Emergency agent termination without restarting the system:

```python
hook = TealTigerAgentHook(mode="ENFORCE")

# Agent misbehaving? Freeze it immediately
hook.freeze("rogue-agent-001")

# All subsequent steps for this agent are blocked
# Other agents continue normally

# Restore when ready
hook.unfreeze("rogue-agent-001")
```

## Role Validation

Restrict which roles can operate in your multi-agent system:

```python
hook = TealTigerAgentHook(
    mode="ENFORCE",
    role_allowlist=["assistant", "critic", "researcher"],
)

# Allowed
hook.pre_step(agent_id="a1", step_content="...", agent_role="assistant")

# Blocked — raises GovernanceDenyError
hook.pre_step(agent_id="a2", step_content="...", agent_role="admin")
```

## Audit Entry Structure

Every evaluation produces a structured audit entry:

```python
{
    "correlation_id": "550e8400-e29b-41d4-a716-446655440000",
    "timestamp_ms": 1709234567890.0,
    "action": "ALLOW",
    "mode": "OBSERVE",
    "phase": "pre_step",
    "agent_id": "assistant-001",
    "reason": "Allowed: zero-config observe mode",
    "reason_codes": ["OBSERVE_PASSTHROUGH"],
    "risk_score": 0,
    "pii_detected": [],
    "cost_tracked": 0.000025,
    "cumulative_cost": 0.000075,
    "evaluation_time_ms": 0.38,
    "teec": {
        "namespace": "teec.camelai",
        "session_id": "...",
        "step_id": "..."
    },
    "metadata": {
        "step_count": 3,
        "tool_name": "web_search",
        "tool_args": {"query": "..."},
        "input_length": 45,
        "estimated_tokens": 11
    }
}
```

## PII Detection

Built-in pattern detection for:
- Email addresses
- US phone numbers
- Social Security Numbers (SSN)
- Credit card numbers
- IP addresses

PII findings are reported in audit entries with redacted values.
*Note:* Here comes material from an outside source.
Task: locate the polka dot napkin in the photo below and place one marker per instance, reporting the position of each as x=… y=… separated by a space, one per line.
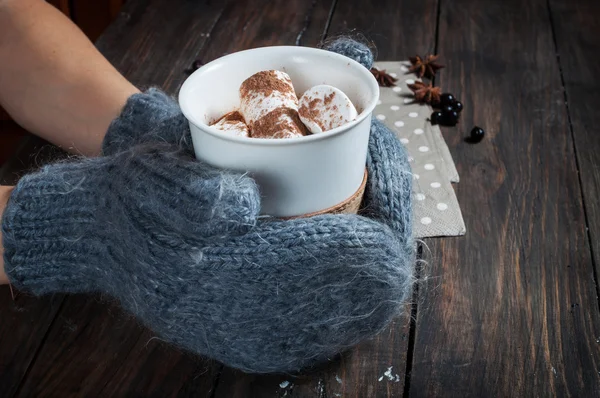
x=436 y=209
In OBSERVE/MONITOR modes, steps proceed normally with PII flagged in the audit trail.

## Development

```bash
# Install dev dependencies
pip install -e ".[dev]"

# Run tests
pytest

# Type checking
mypy src/

# Linting
ruff check src/ tests/
```

## License

Apache-2.0 — see [LICENSE](LICENSE).